Au VIIe siècle de notre ère, le pape Boniface IV a institué la Toussaint , célébrée à l’origine le 13 mai. Un siècle plus tard, le pape Grégoire III a déplacé la fête au 1er novembre, probablement pour remplacer la fête païenne de Samhain. La veille de la fête sainte est devenue connue sous le nom de All Hallows Eve, ou Halloween.

Bien que cette fête soit née dans les régions celtiques d’Irlande, du Royaume-Uni et de France, elle s’est rapidement répandue dans d’autres parties du monde. Les premiers colons américains de la Nouvelle-Angleterre n’avaient pas le droit de la célébrer pour des raisons religieuses, même si elle jouissait d’une certaine popularité dans les colonies du Sud. Dans les années 1800, les festivals d’automne marquant la récolte saisonnière incorporaient des éléments d’Halloween, et les immigrants irlandais fuyant la famine dévastatrice de la pomme de terre ont apporté avec eux de nombreuses traditions d’Halloween qui perdurent aujourd’hui.

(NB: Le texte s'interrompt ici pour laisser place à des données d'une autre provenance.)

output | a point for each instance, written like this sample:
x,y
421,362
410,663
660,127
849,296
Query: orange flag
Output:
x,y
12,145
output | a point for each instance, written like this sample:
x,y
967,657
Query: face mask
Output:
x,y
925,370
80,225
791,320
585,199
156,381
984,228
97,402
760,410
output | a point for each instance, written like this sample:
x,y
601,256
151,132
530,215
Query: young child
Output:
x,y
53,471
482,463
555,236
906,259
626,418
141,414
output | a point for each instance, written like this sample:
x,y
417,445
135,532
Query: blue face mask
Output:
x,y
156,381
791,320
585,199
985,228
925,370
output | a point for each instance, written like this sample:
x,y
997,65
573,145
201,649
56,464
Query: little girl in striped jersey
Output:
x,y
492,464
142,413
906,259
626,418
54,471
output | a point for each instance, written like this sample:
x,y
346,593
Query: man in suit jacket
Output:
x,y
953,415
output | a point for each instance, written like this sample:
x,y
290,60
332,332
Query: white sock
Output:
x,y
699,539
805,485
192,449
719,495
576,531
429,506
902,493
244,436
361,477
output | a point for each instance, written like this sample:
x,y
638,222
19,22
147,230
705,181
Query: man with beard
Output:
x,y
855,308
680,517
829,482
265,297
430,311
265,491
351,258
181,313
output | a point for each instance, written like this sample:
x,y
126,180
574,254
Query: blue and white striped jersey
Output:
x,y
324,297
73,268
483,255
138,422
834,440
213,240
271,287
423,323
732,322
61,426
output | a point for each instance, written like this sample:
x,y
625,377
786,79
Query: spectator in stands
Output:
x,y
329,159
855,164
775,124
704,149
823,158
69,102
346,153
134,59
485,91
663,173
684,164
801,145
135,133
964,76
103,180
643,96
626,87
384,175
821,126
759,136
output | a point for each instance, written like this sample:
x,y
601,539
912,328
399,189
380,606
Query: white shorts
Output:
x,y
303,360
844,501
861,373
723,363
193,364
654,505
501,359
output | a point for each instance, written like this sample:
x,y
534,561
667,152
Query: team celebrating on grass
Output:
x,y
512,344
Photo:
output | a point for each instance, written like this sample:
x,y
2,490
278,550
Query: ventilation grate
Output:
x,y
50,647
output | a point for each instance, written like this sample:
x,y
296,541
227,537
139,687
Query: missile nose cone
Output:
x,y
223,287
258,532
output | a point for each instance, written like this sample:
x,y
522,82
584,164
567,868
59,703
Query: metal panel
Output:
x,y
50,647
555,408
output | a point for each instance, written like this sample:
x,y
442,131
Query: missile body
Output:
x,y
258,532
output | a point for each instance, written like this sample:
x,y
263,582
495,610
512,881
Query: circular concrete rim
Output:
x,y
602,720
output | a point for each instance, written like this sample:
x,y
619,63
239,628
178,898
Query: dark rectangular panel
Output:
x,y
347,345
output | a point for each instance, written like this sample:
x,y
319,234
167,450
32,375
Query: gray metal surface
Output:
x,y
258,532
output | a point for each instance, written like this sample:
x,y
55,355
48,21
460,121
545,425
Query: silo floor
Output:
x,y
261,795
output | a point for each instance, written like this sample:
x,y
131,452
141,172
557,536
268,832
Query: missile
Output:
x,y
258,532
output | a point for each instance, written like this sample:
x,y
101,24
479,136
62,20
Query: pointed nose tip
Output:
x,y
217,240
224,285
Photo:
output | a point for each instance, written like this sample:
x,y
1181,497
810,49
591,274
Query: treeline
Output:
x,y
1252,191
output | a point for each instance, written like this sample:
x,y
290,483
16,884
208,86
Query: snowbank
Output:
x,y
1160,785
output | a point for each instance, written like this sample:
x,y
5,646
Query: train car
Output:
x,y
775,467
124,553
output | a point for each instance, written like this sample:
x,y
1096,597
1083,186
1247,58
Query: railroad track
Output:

La coutume du « Trick-or-treating », dans laquelle les enfants se déguisent et demandent des friandises à leurs voisins, est devenue populaire aux États-Unis au début du XXe siècle, lorsque les communautés irlandaises et écossaises ont fait revivre la coutume du « guising » de l’Ancien Monde, selon laquelle une personne se déguise et raconte une blague, récite un poème ou réalise un autre tour en échange d’un fruit ou d’une autre friandise. En 1950, la collecte de bonbons était devenue l’une des activités les plus populaires d’Halloween. Aujourd’hui, Halloween est l’une des fêtes où les ventes de bonbons sont les plus importantes aux États-Unis, avec un chiffre d’affaires estimé à plus de 3 milliards de dollars, selon la National Retail Federation.